2. Add mycustomdomain.dev (whatever you want to call it) to your hosts file
Right now, your OS thinks that mycustomdomain.dev
is just an ordinary website, and tries to resolve it via DNS. We want to override that behavior so it always redirects to the local Apache. For that, open the hosts file at /etc/hosts
, then add this line to it and save:
127.0.0.1 mycustomdomain.dev
3. Reserve proxy to your static site server
At this point, you should be able to navigate to https://mycustomdomain.dev
(or whatever you called it) and it should show you the contents of the DocumentRoot that you’ve specified following the tutorial in Step 1. That’s because the VirtualHost we’ve setup uses a wildcard and will happily answer with your localhost.
This is however not what we want – we want it to behave as if it opened http://localhost:8080
instead (or whatever port your site generator serves your pages from). In order to do this, we’ll have to reverse proxy.

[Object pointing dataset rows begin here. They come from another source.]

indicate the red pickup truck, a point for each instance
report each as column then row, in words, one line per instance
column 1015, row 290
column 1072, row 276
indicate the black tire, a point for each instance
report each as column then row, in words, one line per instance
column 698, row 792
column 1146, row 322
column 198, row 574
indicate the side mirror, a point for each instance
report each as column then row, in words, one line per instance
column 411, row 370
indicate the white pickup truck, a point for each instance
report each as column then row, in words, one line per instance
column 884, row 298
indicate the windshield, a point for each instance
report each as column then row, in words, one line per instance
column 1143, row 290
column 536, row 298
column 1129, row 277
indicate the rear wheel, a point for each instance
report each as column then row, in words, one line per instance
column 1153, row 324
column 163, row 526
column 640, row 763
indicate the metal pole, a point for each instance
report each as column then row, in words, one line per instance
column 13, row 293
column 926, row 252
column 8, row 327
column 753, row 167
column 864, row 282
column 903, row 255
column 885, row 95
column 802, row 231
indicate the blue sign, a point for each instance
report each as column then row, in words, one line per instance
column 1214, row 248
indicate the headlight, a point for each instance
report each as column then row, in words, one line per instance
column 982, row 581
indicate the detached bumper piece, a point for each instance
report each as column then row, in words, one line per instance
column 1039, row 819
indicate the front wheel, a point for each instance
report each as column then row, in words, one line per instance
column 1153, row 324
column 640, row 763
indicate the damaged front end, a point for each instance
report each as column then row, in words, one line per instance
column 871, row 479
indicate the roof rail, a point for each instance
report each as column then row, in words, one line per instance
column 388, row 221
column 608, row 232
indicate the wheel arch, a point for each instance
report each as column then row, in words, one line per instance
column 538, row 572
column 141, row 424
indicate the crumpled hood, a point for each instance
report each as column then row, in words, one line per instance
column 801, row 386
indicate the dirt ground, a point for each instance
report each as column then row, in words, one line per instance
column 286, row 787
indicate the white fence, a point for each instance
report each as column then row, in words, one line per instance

3.1 Load additional Apache plugins
Open /etc/apache2/http.conf
and uncomment the following modules (they’re probably not all required, but I forgot which are):
LoadModule proxy_module libexec/apache2/mod_proxy.so
LoadModule proxy_connect_module libexec/apache2/mod_proxy_connect.so
LoadModule proxy_ftp_module libexec/apache2/mod_proxy_ftp.so
LoadModule proxy_http_module libexec/apache2/mod_proxy_http.so
LoadModule proxy_fcgi_module libexec/apache2/mod_proxy_fcgi.so
LoadModule proxy_scgi_module libexec/apache2/mod_proxy_scgi.so
LoadModule proxy_wstunnel_module libexec/apache2/mod_proxy_wstunnel.so
LoadModule proxy_ajp_module libexec/apache2/mod_proxy_ajp.so
LoadModule proxy_balancer_module libexec/apache2/mod_proxy_balancer.so
LoadModule proxy_express_module libexec/apache2/mod_proxy_express.so
3.2 Redo SSL certificate generation from above, with new domain name
We need a new cert file for the custom domain. When you again create the localhost.conf
file (name it mycustomdomain
this time), you might want to change:
[alt_names]
DNS.1 = localhost
DNS.2 = *.localhost
to:
[alt_names]
DNS.1 =mycustomdomain.dev
DNS.2 = *.mycustomdomain.dev
and in the next step, you want to change
sudo openssl req -new -key /etc/apache2/ssl/localhost.key.rsa -subj "/C=US/ST=California/L=Orange/O=IndieWebCamp/CN=localhost/" -out /etc/apache2/ssl/localhost.csr -config /etc/apache2/ssl/localhost.conf
to
sudo openssl req -new -key /etc/apache2/ssl/localhost.key.rsa -subj "/C=US/ST=California/L=Orange/O=IndieWebCamp/CN=mycustomdomain.dev/" -out /etc/apache2/ssl/mycustomdomain.csr -config /etc/apache2/ssl/mycustomdomain.conf
Where mycustomdomain
is really anything you want. Note that I didn’t recreate localhost.key.rsa
, this one can stay the same.
3.3 Add a new VHost configuration for your custom domain
Open /etc/apache2/extra/http-vhosts.conf
, the add the following configuration:
<VirtualHost *:443>
DocumentRoot "/Users/yourusername/Sites"
ServerName mycustomdomain.dev
SSLEngine on
SSLCipherSuite ALL:!ADH:!EXPORT56:RC4+RSA:+HIGH:+MEDIUM:+LOW:+SSLv2:+EXP:+eNULL
SSLCertificateFile /etc/apache2/ssl/mycustomdomain.dev.crt
SSLCertificateKeyFile /etc/apache2/ssl/localhost.key
ProxyRequests Off
SSLProxyEngine On
<Proxy *>
Order deny,allow
Allow from all
</Proxy>
ProxyPass / http://localhost:8080/
ProxyPassReverse / http://localhost:8080/
<Location />
ProxyPassReverse /
Order deny,allow
Allow from all
</Location>
Header edit Location ^http://localhost:8080/ https://localhost:8080/
</VirtualHost>
4. That’s all!
When you run something like jekyll serve
, you should now be able to navigate to https://mycustomdomain.dev
and it should open the proxied site, with a green lock.